Trend Following - Moving Average Crossover
17 Sep 2021 |python The basic idea is:
- Long: if the close price is above the $N$-day moving average.
- Short: if the close price is below the $N$-day moving average.
A problem with the outline above is that single-day stock prices can be noisy. It's possible that the market may not have a clear trend so the price is constantly fluctuating above and below the $N$-day moving average. To reduce noise, we can use the $N$ and $M$-day moving averages ($N > M > 1$). The idea is,
- Long: if the $M$-day moving average crosses above the $N$-day moving average.
- Short: if the $M$-day moving average crosses below the $N$-day moving average.
I considered 50 and 200 day moving averages.
For historical data, I used the SPDR S&P 500 Trust ETF (a.k.a. SPY) between Jan 2010 - Sep 2021. This is one of the most popular funds which aims to track the S&P 500 Index.

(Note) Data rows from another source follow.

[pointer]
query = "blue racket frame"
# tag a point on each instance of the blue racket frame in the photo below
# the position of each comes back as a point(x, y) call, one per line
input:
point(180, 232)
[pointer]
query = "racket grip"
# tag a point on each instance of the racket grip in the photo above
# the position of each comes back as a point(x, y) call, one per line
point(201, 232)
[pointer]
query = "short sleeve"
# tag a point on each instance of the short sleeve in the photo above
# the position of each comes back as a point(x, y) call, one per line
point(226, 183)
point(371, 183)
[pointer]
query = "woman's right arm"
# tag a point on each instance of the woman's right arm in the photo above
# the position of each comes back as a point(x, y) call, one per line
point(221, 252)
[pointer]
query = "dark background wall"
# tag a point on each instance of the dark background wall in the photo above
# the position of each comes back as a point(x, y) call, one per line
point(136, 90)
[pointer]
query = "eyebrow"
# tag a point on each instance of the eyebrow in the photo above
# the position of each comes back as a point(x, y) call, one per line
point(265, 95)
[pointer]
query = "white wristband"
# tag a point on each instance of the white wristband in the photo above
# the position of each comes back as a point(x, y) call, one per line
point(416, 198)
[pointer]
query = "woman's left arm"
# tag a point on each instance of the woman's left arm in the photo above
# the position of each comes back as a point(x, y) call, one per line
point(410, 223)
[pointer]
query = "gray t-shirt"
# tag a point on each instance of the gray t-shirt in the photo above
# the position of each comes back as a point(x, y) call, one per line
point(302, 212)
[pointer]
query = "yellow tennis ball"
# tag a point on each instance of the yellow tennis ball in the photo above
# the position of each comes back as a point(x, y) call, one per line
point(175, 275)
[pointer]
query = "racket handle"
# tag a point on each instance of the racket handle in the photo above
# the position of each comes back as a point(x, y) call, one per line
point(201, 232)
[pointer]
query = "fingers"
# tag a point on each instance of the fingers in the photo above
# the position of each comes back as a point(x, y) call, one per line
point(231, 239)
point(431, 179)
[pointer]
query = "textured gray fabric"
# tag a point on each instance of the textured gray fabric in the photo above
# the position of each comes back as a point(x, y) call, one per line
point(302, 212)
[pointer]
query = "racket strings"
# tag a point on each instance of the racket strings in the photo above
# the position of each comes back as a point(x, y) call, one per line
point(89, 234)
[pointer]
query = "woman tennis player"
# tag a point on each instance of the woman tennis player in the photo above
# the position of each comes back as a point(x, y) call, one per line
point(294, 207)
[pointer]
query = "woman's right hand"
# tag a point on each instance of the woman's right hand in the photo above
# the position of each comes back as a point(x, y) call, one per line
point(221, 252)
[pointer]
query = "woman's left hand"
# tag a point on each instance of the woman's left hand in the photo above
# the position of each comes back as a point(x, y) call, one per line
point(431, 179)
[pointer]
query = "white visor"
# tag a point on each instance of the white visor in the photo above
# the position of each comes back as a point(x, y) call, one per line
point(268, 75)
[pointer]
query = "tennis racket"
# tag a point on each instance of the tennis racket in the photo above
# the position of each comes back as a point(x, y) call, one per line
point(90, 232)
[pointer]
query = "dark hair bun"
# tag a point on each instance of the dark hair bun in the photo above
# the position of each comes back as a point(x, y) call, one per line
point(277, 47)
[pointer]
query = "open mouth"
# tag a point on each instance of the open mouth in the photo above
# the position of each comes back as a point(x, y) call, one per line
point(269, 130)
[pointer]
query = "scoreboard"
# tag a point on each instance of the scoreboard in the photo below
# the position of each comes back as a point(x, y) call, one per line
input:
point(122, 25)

Simple Moving Average (SMA)
The most basic moving average is the Simple Moving Average (SMA). The $N$-day SMA of close prices on day $t$ is given by,
$$ SMA_{t, N} = \frac{1}{N} \sum_{i = 0}^{N-1} C_{t-i} $$
Let's see how a 50 and 200 SMA crossover strategy does.
A potential drawback of SMA is that it assigns equal weighting to all of the days. Why should the oldest data and more recent data be treated equally? We might want to assigns less weight as we move further back in time.
Weighted Moving Average (WMA)
The WMA is an attempt to assign varying weights to data. In this method, the weight of each data point decreases linearly with each day. It is defined,
$$ WMA_{t, N} = \frac{\sum_{i = 0}^{N-1}w_{i} C_{t-i}}{\sum_{i = 0}^{N-1} w_i} \qquad \quad \text{where } \quad w_i = N-i $$
Let's see how a 50 and 200 day WMA crossover strategy does.
Exponential Moving Average (EMA)
The EMA is another way to assign greater weightings to more recent data. It is given by,
$$ EMA_{t, \alpha} = \alpha \times C_{t} - (1 - \alpha) \times EMA_{t-1, \alpha} $$
where $\alpha$ is some constant decay factor. In this method, the weight of each data point exponentially decreases with each day.
Let's see how a 50 and 200 day EMA crossover strategy does.
Double Exponential Moving Average (DEMA)
All of the moving average techniques mentioned above have some non-zero positve lag. A moving average without lag requires using future data points. However, it is possible to approximate a non-lagging moving average. The DEMA uses both single and double EMA components.
$$ DEMA = 2 \times EMA1 - EMA2 $$
where $$ \begin{align*} &EMA1 = N \text{-day EMA of close prices} \ &EMA2 = N \text{-day EMA of EMA1} \end{align*} $$
This is the most elaborate method. Let's see how a 50 and 200 day DEMA crossover strategy does.
Returns
We've seen the generated signals of the moving average methods that have been mentioned. The best way to compare their performance is by considering their cumulative log and relative returns.
Here's a table of each strategy's total return and their average return per year:
| Strategy | Total Return (%) | Average Yearly Return (%) |
|---|---|---|
| SMA | 47.89 | 4.24 |
| WMA | 41.84 | 3.71 |
| EMA | 55.59 | 4.92 |
| DEMA | -1.82 | -0.16 |
From the data, we can see that although DEMA was the most elaborate, it's the worst strategy by a significant margin. SMA and WMA are both relatively similar, but EMA is definitely the best strategy to employ.
I didn't factor in transaction costs into my returns calculations but I suspect that if I had, none of these strategies would have been particularly profitable!
Lastly, all of these strategies are really simple. It's probable that using different lengths of moving averages (as opposed to 50 and 200) would yield better results. Also, mixing and matching different moving averages could also be of use.